Design tools exploit design hierarchy for speed, efficiency and reuse. Conventional optical proximity correction (OPC) tools process design layouts in a sequential mode layer by layer to ensure stability of the resolution enhancement technology (RET) corrections. A typical sub-100 nm design layout is very large and OPC expands the data volume significantly. The large data volumes and long run-times associated with conventional OPC are becoming critical bottlenecks for manufacturing turn-around time.

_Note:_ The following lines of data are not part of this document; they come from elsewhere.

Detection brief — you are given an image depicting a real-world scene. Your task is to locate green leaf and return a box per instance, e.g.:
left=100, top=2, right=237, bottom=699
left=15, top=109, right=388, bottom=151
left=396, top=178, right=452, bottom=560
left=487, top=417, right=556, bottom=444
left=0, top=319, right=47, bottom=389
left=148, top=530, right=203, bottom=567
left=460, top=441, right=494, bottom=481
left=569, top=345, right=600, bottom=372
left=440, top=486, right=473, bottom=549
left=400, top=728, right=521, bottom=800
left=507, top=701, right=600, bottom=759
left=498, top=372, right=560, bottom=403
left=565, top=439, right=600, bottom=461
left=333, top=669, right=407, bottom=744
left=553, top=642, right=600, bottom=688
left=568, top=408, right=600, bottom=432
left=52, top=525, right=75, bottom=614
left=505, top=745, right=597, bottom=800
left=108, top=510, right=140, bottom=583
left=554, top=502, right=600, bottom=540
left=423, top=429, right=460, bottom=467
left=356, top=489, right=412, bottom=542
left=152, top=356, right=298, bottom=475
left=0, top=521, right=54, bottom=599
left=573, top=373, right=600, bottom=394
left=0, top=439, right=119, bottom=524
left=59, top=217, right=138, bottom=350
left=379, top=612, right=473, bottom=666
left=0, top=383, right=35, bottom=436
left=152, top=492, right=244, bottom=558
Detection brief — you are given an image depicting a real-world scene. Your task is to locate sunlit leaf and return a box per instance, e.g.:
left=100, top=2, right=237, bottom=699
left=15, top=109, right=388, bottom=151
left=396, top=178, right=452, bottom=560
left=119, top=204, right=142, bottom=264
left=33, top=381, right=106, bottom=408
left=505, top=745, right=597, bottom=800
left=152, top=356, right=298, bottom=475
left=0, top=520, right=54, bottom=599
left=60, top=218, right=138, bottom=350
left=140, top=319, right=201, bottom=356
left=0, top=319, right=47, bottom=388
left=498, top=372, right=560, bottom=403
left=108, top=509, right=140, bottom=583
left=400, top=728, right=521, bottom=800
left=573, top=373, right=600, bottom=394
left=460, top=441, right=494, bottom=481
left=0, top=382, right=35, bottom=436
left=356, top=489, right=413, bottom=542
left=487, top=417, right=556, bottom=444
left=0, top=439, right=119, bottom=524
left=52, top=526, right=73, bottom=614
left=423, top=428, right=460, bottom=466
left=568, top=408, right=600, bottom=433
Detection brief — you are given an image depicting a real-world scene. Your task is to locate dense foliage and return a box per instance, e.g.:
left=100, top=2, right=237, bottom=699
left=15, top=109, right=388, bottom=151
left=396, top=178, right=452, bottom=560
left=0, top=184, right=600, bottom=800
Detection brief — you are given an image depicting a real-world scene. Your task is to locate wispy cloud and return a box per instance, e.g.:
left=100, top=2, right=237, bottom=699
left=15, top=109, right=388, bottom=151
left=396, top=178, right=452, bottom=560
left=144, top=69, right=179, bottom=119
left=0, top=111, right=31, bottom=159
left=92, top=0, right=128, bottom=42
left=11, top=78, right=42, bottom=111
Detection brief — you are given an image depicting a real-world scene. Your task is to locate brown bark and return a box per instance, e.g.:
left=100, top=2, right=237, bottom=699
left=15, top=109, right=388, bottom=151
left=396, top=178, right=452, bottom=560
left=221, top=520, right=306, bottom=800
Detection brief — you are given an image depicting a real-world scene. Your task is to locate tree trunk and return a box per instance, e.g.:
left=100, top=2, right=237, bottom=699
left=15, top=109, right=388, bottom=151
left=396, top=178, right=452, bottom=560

In a full-chip layout comprised of a library of cells, a cell may be instantiated thousands of times. Aprio's incremental OPC technology applies a design-like methodology that exploits the hierarchical structure of the layout. OPC is applied once per master cell rather than once per cell placement. The master cells are reused and can be instantiated across different designs. These pre-OPC'ed cells are reconverged or "stitched" together at their interacting halo areas to build up proximity-corrected, hierarchical layouts. This alleviates the need to run OPC sequentially on multiple designs where the master cell is instantiated, thus leading to significantly reduced run-time and data size. We are able to extend this to applications such as manufacturing engineering change order (ECO) handling and design re- spins without the need to rerun the entire OPC layout. Since our incremental technology can "stitch" together previously OPC corrected areas and cells, we are able to combine less complex areas along with "critical-care" areas leading to a more robust final layout that is optimally designed for manufacturing.
Optical proximity corrections (OPC) applied to design layouts are targeted for the nominal process condition FoEo that maintains manufacturing throughput and yield. For designs at 130 nm and above, this is usually sufficient to provide the needed resolution enhancement technology (RET) corrections for high-yield manufacturing. However, for sub-100 nm designs, lack of feature fidelity across the process window becomes a significant contributor to yield loss. It becomes critical to simulate across the lithography process window to predict feature behavior over a wide range of focus and exposure (FE) conditions. KLA-Tencor's DesignScan tool simulates the performance of a design across the process window and detects any defects which are then flagged for repair.
In the conventional OPC flow, correction of defects entails changing the OPC recipe and redecorating the entire layout. Aprio's reconfigurable OPC technology allows one to compute more aggressive OPC corrections at the error locations. This reconfigured OPC replaces the original corrections only at the error locations. This allows prior OPC results to be re-used. The halo or boundary areas associated with the stitching of the modified OPC are simulated and verified and the results are converged back into the layout. This allows the designer to start with a nominal OPC design and by applying reconfigurable OPC technology, eliminate printability errors in the process window, expand the process window, resulting in more robust design performance across the process window. This mask design inspection and optimization method improves yield and shortens cycle time to first wafers, thus providing closure for the design to manufacturing loop.